HEY, BOO: HARPER LEE AND TO KILL A MOCKINGBIRD

13
May/11

The inside story behind Harper Lee and TO KILL A MOCKINGBIRD still remains elusive in HEY. BOO (photo by Donald Uhrbrock)

HEY, BOO: HARPER LEE AND TO KILL A MOCKINGBIRD (Mary McDonagh Murphy, 2010)
Quad Cinema
34 West 13th St.
Opens Friday, May 13
212-255-2243
www.firstrunfeatures.com/heyboo
www.quadcinema.com

On May 4, 1961, Harper Lee won the Pulitzer Prize for Fiction for what turned out to be her only novel and an enduring American classic, To Kill a Mockingbird. A captivating tale of racism in a small southern town based on her own, the book was made into a hit film the next year starring Gregory Peck as determined lawyer and single parent Atticus Finch, garnering eight Oscar nominations and three wins, including one for Peck for Best Actor. As famous as the book and film are, very little is known about Lee, who has not given an interview since 1964 and is rarely seen in public. In Hey, Boo: Harper Lee and To Kill a Mockingbird, documentarian Mary McDonagh Murphy sets out to uncover the story behind this mysterious figure. She speaks with Lee’s ninety-nine-year-old sister, Alice; actress Mary Badham, who played Scout in the movie; and Joy and Michael Brown, who helped Lee afford to quit her job as an airline reservation agent so she could concentrate on her book back in the late 1950s. Although they lend insight into Lee’s character and the creation of To Kill a Mockingbird, the rest of Hey, Boo consists primarily of a series of talking heads discussing what the book means to them, coming off more like a PBS special than a feature-length theatrical documentary. Murphy, who has indeed spent most of her career making television documentaries (for PBS, CNBC, and CBS), speaks with Oprah Winfrey, Tom Brokaw, Wally Lamb, Andrew Young, Rosanne Cash, Scott Turow, Richard Russo, James McBride, Anna Quindlen, Allan Gurganus, and other writers, historians, and public figures who discuss various aspects of the book, but it’s mostly filling the time the director — and the viewer — would have rather spent with Lee herself, who declined to participate.
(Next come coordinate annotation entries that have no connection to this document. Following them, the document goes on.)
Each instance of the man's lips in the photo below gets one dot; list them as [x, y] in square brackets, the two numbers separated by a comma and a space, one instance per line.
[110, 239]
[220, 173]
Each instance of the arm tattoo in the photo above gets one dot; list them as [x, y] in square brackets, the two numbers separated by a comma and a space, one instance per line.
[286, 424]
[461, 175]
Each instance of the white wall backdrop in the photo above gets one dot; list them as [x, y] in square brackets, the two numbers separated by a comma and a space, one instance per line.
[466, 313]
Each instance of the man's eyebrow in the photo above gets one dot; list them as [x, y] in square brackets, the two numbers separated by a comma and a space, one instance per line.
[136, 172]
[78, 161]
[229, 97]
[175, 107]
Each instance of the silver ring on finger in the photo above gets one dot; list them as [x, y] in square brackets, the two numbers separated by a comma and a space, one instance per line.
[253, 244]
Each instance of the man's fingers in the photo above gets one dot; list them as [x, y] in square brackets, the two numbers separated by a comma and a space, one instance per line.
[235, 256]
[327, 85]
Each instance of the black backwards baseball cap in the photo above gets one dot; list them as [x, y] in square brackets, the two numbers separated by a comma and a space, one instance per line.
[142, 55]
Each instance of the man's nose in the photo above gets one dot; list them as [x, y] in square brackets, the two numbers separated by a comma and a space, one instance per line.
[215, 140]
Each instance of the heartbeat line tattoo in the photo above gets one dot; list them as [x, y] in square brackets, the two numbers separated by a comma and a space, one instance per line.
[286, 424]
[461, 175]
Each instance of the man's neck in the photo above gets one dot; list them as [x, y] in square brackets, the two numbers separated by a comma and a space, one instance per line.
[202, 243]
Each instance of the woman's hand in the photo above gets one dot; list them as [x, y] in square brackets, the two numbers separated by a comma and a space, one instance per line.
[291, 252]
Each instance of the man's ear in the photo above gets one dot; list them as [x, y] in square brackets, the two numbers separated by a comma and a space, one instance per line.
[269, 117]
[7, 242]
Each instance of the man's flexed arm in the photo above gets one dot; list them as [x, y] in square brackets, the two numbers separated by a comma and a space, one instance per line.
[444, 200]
Murphy does play excerpts from the 1964 radio interview and reveals interesting tidbits about the editing process Lee and the novel went through, but there’s just not enough new information to sustain the film’s already-brief eighty-two minutes. You’re better off reading the novel again — or for the first time — if you really want to delve into its many wonders.